Il faut donc tracer les frontières du cyberespace avec d’autres données, comme par exemple la nationalité des meilleurs hackers. Nous pouvons le faire en étudiant les résultats des plus grandes compétitions internationales en matière de cybersécurité. Nous pourrions étudier les Bug Bounty : rémunérés par des entreprises multinationales pour chercher les failles dans leurs propres systèmes, ces concours sont répertoriés par le site Bugcrowd. Mieux : étudions les scores nationaux lors des Capture The Flag (CTF), organisés par les hackers eux-mêmes.

Scores internationaux lors des compétitions Capture The Flag

Corrigée de certaines omissions dans la base de données, comme la force des hackers israéliens, cette carte donne encore plus de relief au cyberespace que celle du CGI. Les États-Unis restent dominants mais l’Inde, la Chine et la Russie se distinguent comme des acteurs majeurs, devant des puissances moyennes comme la France, le Japon ou la Corée du Sud.

Cette nouvelle cartographique met en lumière le principal facteur de la puissance cyber : l’éducation. Elle révèle l’importance du système d’enseignement et de recherche comme un déterminant majeur de la puissance cyber. L’armée digitale est faite d’ingénieurs-développeurs, d’avocats spécialisés, de managers agiles… autant de données qui échappent à la cartographie du CGI. Celle-ci nous montre en effet que les infrastructures de télécommunication sont un bon proxy de la puissance cyber. Mais plus fondamentalement, les capacités universitaires - qui pré-déterminent d’ailleurs l’existence ou non d’infrastructures développées - en sont le premier facteur. 

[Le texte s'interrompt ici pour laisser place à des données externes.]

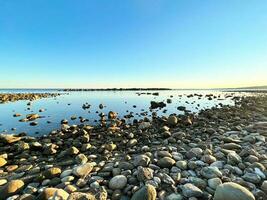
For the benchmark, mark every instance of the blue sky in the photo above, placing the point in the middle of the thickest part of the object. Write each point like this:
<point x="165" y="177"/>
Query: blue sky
<point x="133" y="43"/>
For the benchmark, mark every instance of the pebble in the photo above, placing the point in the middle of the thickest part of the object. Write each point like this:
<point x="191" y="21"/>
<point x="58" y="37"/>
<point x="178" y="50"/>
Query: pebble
<point x="118" y="182"/>
<point x="232" y="191"/>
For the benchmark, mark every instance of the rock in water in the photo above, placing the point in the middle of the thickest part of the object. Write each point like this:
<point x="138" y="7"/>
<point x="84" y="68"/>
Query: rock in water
<point x="2" y="162"/>
<point x="83" y="170"/>
<point x="49" y="193"/>
<point x="147" y="192"/>
<point x="11" y="188"/>
<point x="118" y="182"/>
<point x="172" y="120"/>
<point x="166" y="162"/>
<point x="189" y="190"/>
<point x="232" y="191"/>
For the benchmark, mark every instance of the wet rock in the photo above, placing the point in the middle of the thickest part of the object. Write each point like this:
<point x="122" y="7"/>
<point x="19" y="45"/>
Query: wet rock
<point x="3" y="162"/>
<point x="144" y="174"/>
<point x="166" y="162"/>
<point x="11" y="188"/>
<point x="251" y="177"/>
<point x="147" y="192"/>
<point x="118" y="182"/>
<point x="189" y="190"/>
<point x="232" y="191"/>
<point x="154" y="105"/>
<point x="144" y="125"/>
<point x="141" y="160"/>
<point x="214" y="182"/>
<point x="211" y="172"/>
<point x="53" y="193"/>
<point x="172" y="120"/>
<point x="52" y="172"/>
<point x="83" y="170"/>
<point x="9" y="139"/>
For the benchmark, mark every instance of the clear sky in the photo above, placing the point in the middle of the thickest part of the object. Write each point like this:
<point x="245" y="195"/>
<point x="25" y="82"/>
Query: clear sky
<point x="133" y="43"/>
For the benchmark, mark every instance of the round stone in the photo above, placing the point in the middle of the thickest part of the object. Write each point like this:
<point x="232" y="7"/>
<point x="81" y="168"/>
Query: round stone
<point x="147" y="192"/>
<point x="118" y="182"/>
<point x="166" y="162"/>
<point x="232" y="191"/>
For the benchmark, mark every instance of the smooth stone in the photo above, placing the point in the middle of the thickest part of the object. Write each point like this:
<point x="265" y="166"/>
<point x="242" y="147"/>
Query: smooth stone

C’est d’ailleurs pourquoi il n’y a pas d’effet de retard dans l’histoire géopolitique du cyberespace : une puissance qui investirait tout à coup massivement dans un système de recherche et d’enseignement pourrait rejoindre relativement rapidement la frontière technologique.

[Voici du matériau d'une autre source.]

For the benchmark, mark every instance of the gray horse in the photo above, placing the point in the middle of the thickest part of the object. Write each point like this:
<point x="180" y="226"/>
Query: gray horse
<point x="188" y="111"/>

Le cas estonien est tout à fait intéressant à cet effet. Face aux tentatives d’ingérence étrangères par des attaques informatiques puissantes et fréquentes, Tallinn a su se développer rapidement comme un véritable cyber-puissance en commençant par  la création de sa E-Governance Academy.

L’hyperpuissance cyber

Mais attention, cette nouvelle toponymie du cyberespace ne doit pas nous induire en erreur. Certes, une lecture post-westphalienne du cyberespace est nécessaire. Certes, notre attention doit être concentrée sur le système universitaire. Mais rien n’est moins puissant qu’un État ayant conçu sa politique cyber autour de ces enseignements.

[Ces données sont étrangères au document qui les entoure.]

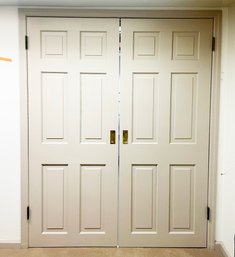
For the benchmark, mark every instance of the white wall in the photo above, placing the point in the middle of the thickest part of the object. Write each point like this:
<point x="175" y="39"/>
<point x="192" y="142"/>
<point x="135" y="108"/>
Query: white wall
<point x="9" y="129"/>
<point x="226" y="181"/>
<point x="10" y="132"/>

Prenons le cas chinois. Pékin essaie d’émerger comme une puissance cyber en conjuguant tous les facteurs de puissance : 

  • Ses capacités d’investissements massifs pour faire émerger de grands acteurs privés ; 
  • Sa puissance publique pour contrôler et protéger ces entreprises mais aussi pour leur fournir des jeux de données de masse qui accélèrent leur développement en plus des programmes de recherche publique-privée dont elles bénéficient déjà.

La politique de Pékin est à décrypter au regard de l’hyperpuissance cyber américaine. Le gouvernement des Etats-Unis déploie tous les moyens, budgétaires, réglementaires, et même militaires, pour faire émerger ses fleurons industriels de la Tech qui deviennent parfois plus puissants eux-mêmes que des Etats. Ce faisant, Washington est devenue l’archétype de l’hyperpuissance cyber, fondée sur une coalition hybride d’acteurs étatiques et non-étatiques. Cette nature si particulière lui permet d’exercer son influence sur un champ géopolitique qui n’obéit pas aux mêmes lois : le cyberespace.